The first is the concept of a loan-loss reserve, wherein banks make an accounting entry on their books in anticipation that a few borrowers won't repay their loans.

"Presumably, this action gives regulators and investors confidence in the safety of bank balance sheets," Bove writes. "Actually it is a great sham."

Bove says he and federal securities regulators suspect the loss reserves are really a sneaky way for bank CEOs to manage earnings. The reserves are released later when the bottom line needs a boost, not when borrowers default.

"A bank loses money when it makes a bad loan and pays the money out, not when it realizes that the money is not coming back," Bove says.

Banks will be raising their currently low reserves in future quarters as interest rates go up. But Bove is one guy who won't feel reassured.

His other pet peeve is a long-standing one. Banks are spending too much on branch networks at a time when deposits are dropping.

Demand for commercial and industrial loans is increasing, after a long lull. Yet banks are now going to expensive wholesale sources for funds because their own cheaper deposits cannot keep up with the demand.

"The banks have built too many branches," says Bove. "Branches must be closed."

Everybody and their uncle facing suits

The second annual Litigation Trends Survey, produced by the international law firm Fulbright & Jaworski LLP, doesn't paint a pretty picture of U.S. corporations and, in particular, real estate businesses.

The study, based on 304 interviews with U.S. corporate attorneys, reports that 87% of American corporations are involved in some type of litigation and the average company faces a docket of 37 lawsuits.
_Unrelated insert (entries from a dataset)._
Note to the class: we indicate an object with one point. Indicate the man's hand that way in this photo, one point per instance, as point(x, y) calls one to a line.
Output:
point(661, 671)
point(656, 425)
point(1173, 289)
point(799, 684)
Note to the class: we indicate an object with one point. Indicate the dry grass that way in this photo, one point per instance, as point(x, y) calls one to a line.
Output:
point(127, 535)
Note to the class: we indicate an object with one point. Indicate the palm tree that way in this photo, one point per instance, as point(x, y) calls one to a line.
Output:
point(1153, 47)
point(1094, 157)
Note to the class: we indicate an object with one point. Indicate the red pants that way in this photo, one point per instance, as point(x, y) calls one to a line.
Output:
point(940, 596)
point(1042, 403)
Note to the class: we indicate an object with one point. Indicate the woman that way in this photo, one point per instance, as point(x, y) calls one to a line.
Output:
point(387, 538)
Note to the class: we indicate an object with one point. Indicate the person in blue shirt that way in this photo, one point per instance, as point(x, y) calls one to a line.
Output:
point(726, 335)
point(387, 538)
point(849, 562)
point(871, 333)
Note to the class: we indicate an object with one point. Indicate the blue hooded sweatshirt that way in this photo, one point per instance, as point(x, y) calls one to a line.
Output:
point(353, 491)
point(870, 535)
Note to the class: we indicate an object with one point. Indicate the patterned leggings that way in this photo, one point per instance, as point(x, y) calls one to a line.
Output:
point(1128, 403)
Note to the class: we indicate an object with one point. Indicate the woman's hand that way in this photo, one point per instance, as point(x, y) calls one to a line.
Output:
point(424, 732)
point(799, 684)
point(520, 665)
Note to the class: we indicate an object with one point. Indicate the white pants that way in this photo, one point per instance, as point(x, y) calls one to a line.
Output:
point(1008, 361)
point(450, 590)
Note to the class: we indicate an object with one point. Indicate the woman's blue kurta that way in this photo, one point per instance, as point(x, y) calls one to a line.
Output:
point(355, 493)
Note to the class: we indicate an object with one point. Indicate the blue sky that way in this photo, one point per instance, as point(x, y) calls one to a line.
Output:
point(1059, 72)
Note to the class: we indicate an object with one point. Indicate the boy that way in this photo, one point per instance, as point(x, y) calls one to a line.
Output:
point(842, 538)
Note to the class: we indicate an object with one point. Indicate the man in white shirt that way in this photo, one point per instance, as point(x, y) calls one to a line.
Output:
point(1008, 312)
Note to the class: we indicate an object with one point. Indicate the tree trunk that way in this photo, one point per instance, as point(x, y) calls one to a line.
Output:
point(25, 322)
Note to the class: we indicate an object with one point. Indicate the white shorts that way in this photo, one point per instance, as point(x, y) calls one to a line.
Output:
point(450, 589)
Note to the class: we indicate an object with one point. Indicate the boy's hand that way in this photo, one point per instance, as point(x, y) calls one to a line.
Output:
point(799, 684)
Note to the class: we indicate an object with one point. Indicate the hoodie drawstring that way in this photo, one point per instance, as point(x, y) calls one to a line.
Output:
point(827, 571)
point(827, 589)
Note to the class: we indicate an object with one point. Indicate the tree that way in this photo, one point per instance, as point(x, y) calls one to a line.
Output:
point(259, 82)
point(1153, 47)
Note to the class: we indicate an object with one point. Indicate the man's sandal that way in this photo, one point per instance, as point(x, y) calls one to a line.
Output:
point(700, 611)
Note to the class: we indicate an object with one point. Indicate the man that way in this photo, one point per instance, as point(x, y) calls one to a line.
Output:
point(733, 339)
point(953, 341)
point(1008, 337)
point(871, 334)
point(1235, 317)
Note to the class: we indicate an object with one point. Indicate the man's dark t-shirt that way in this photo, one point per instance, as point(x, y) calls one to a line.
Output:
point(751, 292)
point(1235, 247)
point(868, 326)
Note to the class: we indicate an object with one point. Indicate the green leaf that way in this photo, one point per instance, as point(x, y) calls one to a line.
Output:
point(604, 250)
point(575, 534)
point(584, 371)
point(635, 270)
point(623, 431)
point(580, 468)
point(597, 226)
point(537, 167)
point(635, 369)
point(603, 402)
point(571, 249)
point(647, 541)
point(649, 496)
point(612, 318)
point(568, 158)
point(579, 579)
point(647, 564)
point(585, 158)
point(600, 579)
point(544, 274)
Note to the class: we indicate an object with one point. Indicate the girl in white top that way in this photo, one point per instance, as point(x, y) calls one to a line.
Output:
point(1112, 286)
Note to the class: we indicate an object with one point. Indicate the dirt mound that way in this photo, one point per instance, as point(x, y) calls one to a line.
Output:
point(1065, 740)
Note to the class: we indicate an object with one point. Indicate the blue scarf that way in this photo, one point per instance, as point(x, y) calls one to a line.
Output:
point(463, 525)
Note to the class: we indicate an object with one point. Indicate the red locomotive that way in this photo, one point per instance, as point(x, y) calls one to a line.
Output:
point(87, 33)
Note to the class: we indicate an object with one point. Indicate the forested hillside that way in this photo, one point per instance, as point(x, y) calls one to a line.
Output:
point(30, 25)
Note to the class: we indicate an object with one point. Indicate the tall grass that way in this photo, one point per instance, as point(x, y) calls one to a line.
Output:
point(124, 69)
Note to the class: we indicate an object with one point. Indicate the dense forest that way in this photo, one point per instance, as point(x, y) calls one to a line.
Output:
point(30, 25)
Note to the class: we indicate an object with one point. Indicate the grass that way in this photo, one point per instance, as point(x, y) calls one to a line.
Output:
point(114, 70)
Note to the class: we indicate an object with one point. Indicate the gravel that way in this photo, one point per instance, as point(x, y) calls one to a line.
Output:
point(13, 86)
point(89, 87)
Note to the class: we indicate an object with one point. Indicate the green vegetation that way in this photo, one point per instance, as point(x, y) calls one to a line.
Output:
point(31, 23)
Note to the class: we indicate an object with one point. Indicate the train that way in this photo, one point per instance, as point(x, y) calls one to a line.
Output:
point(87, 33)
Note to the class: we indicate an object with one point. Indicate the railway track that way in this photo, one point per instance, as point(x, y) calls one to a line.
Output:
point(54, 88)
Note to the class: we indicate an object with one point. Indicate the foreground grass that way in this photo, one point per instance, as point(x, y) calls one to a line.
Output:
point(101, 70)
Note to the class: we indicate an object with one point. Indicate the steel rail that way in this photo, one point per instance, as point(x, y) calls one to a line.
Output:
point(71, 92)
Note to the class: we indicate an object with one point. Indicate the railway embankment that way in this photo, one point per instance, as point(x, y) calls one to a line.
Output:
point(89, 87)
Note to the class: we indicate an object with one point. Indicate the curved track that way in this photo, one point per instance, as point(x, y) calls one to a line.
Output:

The most frequent types of litigation last year were contracts (42%) and labor/employment (38%).

The study also showed that real estate along with technology and communications companies were the most likely to have legal budgets of 2% or more of gross revenues. Fourteen percent of real estate companies have legal budgets that total more than 5% of their total gross revenue and 20% of the companies spend between 2 and 5%. The average real estate company was facing 39 litigation actions, five of which they initiated.
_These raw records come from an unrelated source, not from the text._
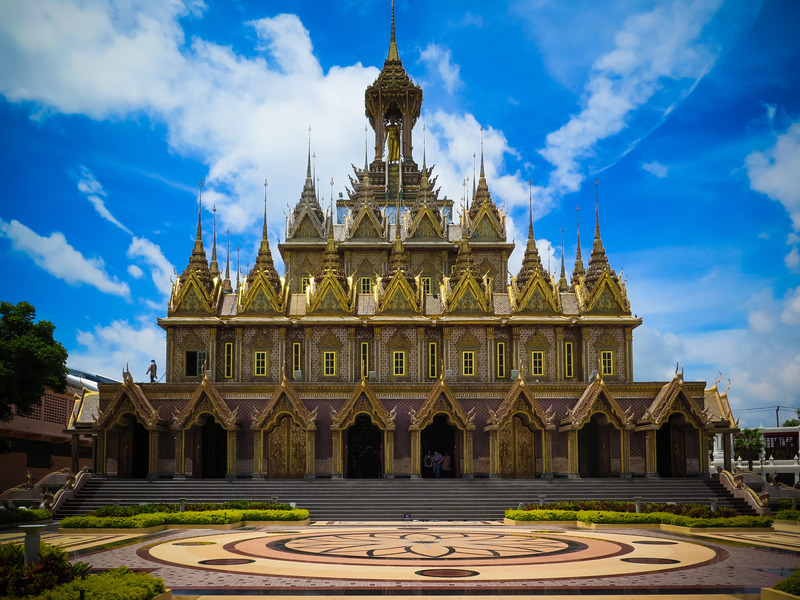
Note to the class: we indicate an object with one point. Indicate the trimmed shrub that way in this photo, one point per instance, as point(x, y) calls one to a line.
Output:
point(790, 585)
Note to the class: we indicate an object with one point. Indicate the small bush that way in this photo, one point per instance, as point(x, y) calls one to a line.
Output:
point(790, 585)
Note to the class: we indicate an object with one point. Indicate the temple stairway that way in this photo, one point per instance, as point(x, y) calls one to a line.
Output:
point(393, 499)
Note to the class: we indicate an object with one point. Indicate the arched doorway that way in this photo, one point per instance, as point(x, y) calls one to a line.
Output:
point(210, 457)
point(594, 447)
point(517, 448)
point(134, 449)
point(440, 435)
point(363, 449)
point(671, 446)
point(286, 447)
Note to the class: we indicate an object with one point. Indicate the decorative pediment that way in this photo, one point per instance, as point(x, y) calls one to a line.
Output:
point(468, 296)
point(607, 297)
point(190, 297)
point(329, 297)
point(284, 400)
point(441, 400)
point(363, 400)
point(399, 297)
point(596, 398)
point(129, 399)
point(260, 297)
point(485, 225)
point(425, 225)
point(205, 399)
point(536, 297)
point(670, 399)
point(520, 400)
point(365, 224)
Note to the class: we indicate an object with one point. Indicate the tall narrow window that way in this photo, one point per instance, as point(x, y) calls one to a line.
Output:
point(297, 353)
point(569, 364)
point(365, 286)
point(607, 361)
point(432, 359)
point(468, 363)
point(537, 363)
point(501, 359)
point(228, 360)
point(399, 362)
point(260, 363)
point(364, 359)
point(329, 363)
point(426, 285)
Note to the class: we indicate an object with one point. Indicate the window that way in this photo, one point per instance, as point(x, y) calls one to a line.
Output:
point(426, 285)
point(607, 362)
point(399, 362)
point(329, 363)
point(194, 362)
point(365, 285)
point(260, 363)
point(364, 359)
point(501, 359)
point(537, 363)
point(468, 362)
point(569, 369)
point(229, 361)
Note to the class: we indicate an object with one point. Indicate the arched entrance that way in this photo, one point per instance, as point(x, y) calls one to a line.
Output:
point(517, 448)
point(363, 449)
point(671, 446)
point(594, 447)
point(134, 449)
point(286, 447)
point(210, 457)
point(442, 436)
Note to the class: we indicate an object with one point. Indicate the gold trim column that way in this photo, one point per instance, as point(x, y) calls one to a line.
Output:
point(572, 454)
point(231, 473)
point(651, 460)
point(180, 454)
point(152, 467)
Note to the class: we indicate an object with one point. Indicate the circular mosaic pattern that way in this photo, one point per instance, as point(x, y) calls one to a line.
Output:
point(476, 553)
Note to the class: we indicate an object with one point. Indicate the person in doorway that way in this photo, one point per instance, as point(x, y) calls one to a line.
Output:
point(446, 466)
point(437, 463)
point(152, 370)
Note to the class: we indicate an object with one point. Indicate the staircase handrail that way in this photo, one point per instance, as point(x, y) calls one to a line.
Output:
point(735, 485)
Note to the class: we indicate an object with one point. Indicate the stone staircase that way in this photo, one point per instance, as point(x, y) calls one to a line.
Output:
point(393, 499)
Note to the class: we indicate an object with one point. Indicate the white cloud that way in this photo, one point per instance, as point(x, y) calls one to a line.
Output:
point(94, 192)
point(439, 60)
point(653, 51)
point(774, 171)
point(55, 255)
point(160, 268)
point(655, 168)
point(108, 349)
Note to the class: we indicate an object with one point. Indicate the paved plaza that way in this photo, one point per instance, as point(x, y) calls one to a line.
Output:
point(452, 559)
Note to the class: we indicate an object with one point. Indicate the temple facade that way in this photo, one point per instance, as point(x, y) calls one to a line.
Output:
point(397, 332)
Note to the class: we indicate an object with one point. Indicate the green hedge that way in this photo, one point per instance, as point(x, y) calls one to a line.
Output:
point(208, 517)
point(625, 518)
point(790, 585)
point(20, 515)
point(119, 584)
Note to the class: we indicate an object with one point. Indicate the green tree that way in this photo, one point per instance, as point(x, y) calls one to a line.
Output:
point(30, 360)
point(749, 445)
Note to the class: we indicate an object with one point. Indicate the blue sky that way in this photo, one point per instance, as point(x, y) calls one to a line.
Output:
point(687, 112)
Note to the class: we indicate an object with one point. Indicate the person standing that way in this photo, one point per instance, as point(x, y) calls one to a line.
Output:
point(152, 370)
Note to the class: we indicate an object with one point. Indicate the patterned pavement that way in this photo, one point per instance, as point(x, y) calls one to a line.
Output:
point(451, 559)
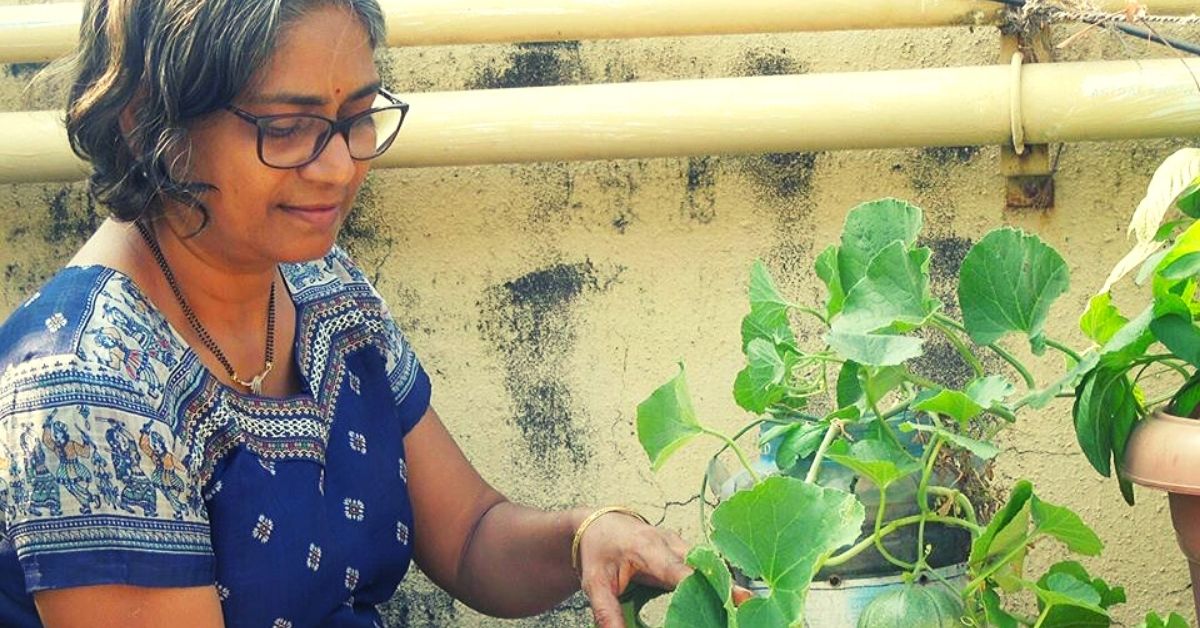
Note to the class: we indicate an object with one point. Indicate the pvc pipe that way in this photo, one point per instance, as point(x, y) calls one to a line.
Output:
point(41, 33)
point(961, 106)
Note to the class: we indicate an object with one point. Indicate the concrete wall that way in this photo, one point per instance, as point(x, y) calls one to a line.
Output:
point(547, 300)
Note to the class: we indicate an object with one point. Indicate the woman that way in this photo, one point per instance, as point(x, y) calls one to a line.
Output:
point(209, 418)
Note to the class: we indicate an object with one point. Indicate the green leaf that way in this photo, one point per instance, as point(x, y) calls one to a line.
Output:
point(983, 449)
point(893, 295)
point(879, 460)
point(1102, 320)
point(869, 228)
point(1182, 268)
point(875, 350)
point(1174, 328)
point(1066, 526)
point(709, 563)
point(827, 269)
point(760, 383)
point(952, 404)
point(1189, 199)
point(850, 389)
point(666, 420)
point(781, 531)
point(1007, 283)
point(1103, 400)
point(989, 390)
point(767, 323)
point(799, 443)
point(695, 605)
point(981, 549)
point(1105, 596)
point(1131, 341)
point(763, 293)
point(1156, 621)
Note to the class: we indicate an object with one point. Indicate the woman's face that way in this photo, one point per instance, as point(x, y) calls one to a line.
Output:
point(261, 215)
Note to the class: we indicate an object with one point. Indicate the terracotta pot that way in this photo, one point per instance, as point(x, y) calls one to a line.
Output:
point(1162, 454)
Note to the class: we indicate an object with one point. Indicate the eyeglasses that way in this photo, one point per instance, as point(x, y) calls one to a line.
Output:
point(295, 139)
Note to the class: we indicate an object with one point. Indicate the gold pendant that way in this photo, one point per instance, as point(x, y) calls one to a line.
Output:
point(256, 383)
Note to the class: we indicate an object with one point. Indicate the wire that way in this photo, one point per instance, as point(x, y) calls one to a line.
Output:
point(1128, 29)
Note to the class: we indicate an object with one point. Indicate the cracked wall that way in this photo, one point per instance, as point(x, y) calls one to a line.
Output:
point(547, 300)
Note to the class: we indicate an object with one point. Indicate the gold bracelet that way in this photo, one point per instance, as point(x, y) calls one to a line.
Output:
point(591, 519)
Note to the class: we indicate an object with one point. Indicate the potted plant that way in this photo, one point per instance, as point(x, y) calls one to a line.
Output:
point(1127, 418)
point(863, 449)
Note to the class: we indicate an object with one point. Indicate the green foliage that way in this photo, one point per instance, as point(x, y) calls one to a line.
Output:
point(887, 422)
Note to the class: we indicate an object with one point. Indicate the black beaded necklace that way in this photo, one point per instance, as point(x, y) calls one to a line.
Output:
point(256, 383)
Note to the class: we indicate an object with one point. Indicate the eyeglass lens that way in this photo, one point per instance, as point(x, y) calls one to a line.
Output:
point(294, 139)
Three years ago, the highest incidence of class action cases were found in health care, energy, manufacturing, insurance as well as technology and communications companies. Last year, the highest incidences of class actions occurred in manufacturing (30%), real estate (20%), energy (19%), finance (19%) and technology/communications (17%).

Houston's Greenwood Surveys, an independent research firm, conducted the 2005 survey during June and July.

Another reason for litigation

A Washington, D.C., investment bank that has engineered the sale of several Florida banks this year says low interest rates and easy credit terms aren't the only factors driving up housing prices.

Hovde Financial Inc. sees a dramatic increase in mortgage and appraisal fraud.

The Federal Bureau of Investigation reported 533 pending mortgage fraud investigations in 2004, compared to 102 just three years earlier. Arrests in cases of single-family home purchases are up eight-fold during the past four years.

The situation recalls the savings and loan crisis of the 1980s, but Hovde believes inflated appraisals are more widespread this time.

Hovde points the finger at mortgage brokers, who often hire the appraisers for a house sale or refinancing. The broker's commission is usually based on the number that the appraiser brings back, says Hovde, "increasing the incentives for dishonesty."

A 2003 survey of 500 appraisers in 44 states found that 55% of them have been pressured to overvalue property. More than 8,000 appraisers have signed a petition to the federal government complaining about the pressure.